So I was using openpyxl for all my Excel projects, but now I have to work with .xls files, so I was forced to change library. I've chosen pyexcel cuz it seemed to be fairly easy and well documented. So I've gone through hell with creating hundreds of variables, cuz there is no .index property, or something.
What I want to do now is to read the column in the correct file, f.e "Quantity" column, and get f.e value 12 from it, then check the same column in other file, and if it is not 12, then make it 12. Easy. But I cannot find any words about changing a single cell value in their documentation. Can you help me?
I didn't get it, wouldn't it be the most simple thing?
column_name = 'Quantity'
value_to_find = 12
sheets1 = pe.get_book(file_name='Sheet1.xls')
sheets1[0].name_columns_by_row(0)
row = sheets1[0].column[column_name].index(value_to_find)
sheets2 = pe.get_book(file_name='Sheet2.xls')
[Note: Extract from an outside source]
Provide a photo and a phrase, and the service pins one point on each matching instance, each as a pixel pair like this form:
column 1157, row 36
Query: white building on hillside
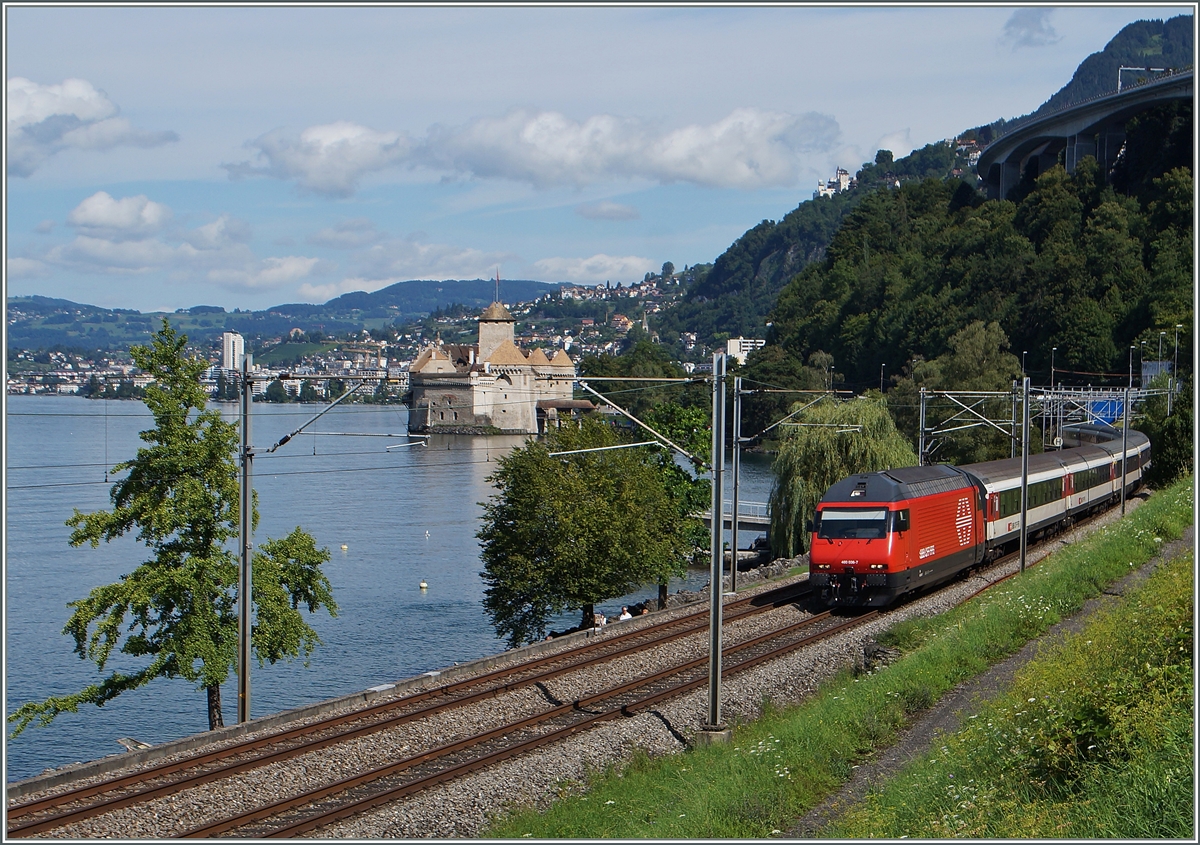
column 232, row 349
column 741, row 347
sheets2[0].name_columns_by_row(0)
if sheets2[0][row, column_name] != value_to_find:
sheets2[0][row, column_name] = value_to_find
EDIT
Strange, you can only assign values if you use cell_address indexing, must be some bug. Add this function:
def index_to_letter(n):
alphabet = list('ABCDEFGHIJKLMNOPQRSTUVWXYZ')
result = []
while (n > 26):
result.insert(0, alphabet[(n % 26)])
n = n // 26
result.insert(0, alphabet[n])
return ''.join(result)
And modify the last part:
sheets2[0].name_columns_by_row(0)
col_letter = index_to_letter(sheets2[0].colnames.index(column_name))
cel_address = col_letter+str(row+1)
if sheets2[0][cel_address] != value_to_find:
sheets2[0][cel_address] = value_to_find
EDIT 2
Looks like you cannot assign only when you use the column name directly, so a around would be to find the column_name's index:
sheets2[0].name_columns_by_row(0)
col_index = sheets2[0].colnames.index(column_name)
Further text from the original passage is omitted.